I don’t know if Troy Davis was innocent, but I do know that the evidence for demanding a re-examination of his conviction, including the recanted testimony of most of the witnesses against him, was overwhelming. But of course that is now beside the point, which is exactly what is so wrong about the use of the death penalty. No matter what evidence of innocence might be produced in the future, it is of consequence no longer.
That is a compelling argument against the death penalty—no room for correction—but there are others. The most egregious argument for capital punishment is the claim that the finality of officially condoned killing is a necessary guarantor of civilized order. Egregious because it is not possible to make that case without explaining why most of the democratic societies that we admire shun the death penalty as contrary to their most deeply held values.
Or is it China, Iran, North Korea and Yemen, which, along with the United States, led the world in government executions, that we most admire? There is something stunningly disgraceful about the company we keep on this issue.

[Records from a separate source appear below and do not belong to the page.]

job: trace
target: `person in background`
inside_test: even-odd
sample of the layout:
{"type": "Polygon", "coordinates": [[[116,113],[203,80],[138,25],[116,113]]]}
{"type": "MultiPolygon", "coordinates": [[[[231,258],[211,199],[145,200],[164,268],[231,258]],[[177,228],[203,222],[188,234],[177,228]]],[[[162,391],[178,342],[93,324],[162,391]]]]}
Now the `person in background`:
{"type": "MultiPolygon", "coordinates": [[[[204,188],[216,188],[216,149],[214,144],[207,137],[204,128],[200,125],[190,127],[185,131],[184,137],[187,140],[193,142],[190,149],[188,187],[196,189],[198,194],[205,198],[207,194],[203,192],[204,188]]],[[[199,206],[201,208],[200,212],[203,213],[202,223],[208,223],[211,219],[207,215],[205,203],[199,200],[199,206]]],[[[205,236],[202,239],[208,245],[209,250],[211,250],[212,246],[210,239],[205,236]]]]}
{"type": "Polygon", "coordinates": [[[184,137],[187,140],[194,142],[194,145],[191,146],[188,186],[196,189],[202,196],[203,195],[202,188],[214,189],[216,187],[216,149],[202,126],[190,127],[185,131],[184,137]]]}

As Amnesty International—the world’s premier human rights organization, which deserves high marks for its anti-death penalty campaign—points out, more than two-thirds of the world’s nations have abolished the death penalty in law or practice. I defy anyone to compare the list of countries that have retained the death penalty with those that have abolished it and then conclude that it serves a needed purpose.
It is obvious from the experience of those nations without the death penalty and our own 17 states that have banned capital punishment that this barbaric custom is not a necessary, let alone efficient, means for ensuring public safety. Due process in the United States, which claims to have an enlightened legal system, requires death penalty procedures that are costlier than appropriate incarceration.
From my own experience as a journalist covering this issue, the vast majority of politicians who defend capital punishment do so out of rank opportunism, which they demonstrate, particularly when the conversation is off the record, by citing polling numbers rather than evidence of the death penalty as a capital crime deterrent.
As I waited for the news of Troy Davis’ fate, my thoughts kept returning to that day in 1960 when we Berkeley students picketed the California governor’s office in pleading for a stay in the execution of convicted rapist Caryl Chessman, who was never accused of murder. It didn’t come because Gov. Pat Brown, despite his deep reservations about the case, had succumbed to public opinion. I never imagined then that more than half a century later the death penalty would still be enforced. That it is mocks our claim to be a moral leader in this world.
It is appropriate that we grieve for the slain police officer, Mark MacPhail, but if Davis was not the one with the gun, as he claimed to the end, the true murderer will have gone unpunished, as suggested by Davis’ haunting plea to the MacPhail family minutes before he died: “I did not personally kill your son, father, brother. All I can ask is that you look deeper into this case so you really can finally see the truth.”
Execution is a means of summarily ending the pursuit of justice rather than advancing it.
This case was so freighted with contradictions that a stay of execution was clearly in order. As Amnesty International spokesperson Laura Moye stated: “Today Georgia didn’t just kill Troy Davis, they killed the faith and confidence that many Georgians, Americans, and Troy Davis supporters worldwide used to have in our criminal justice system.”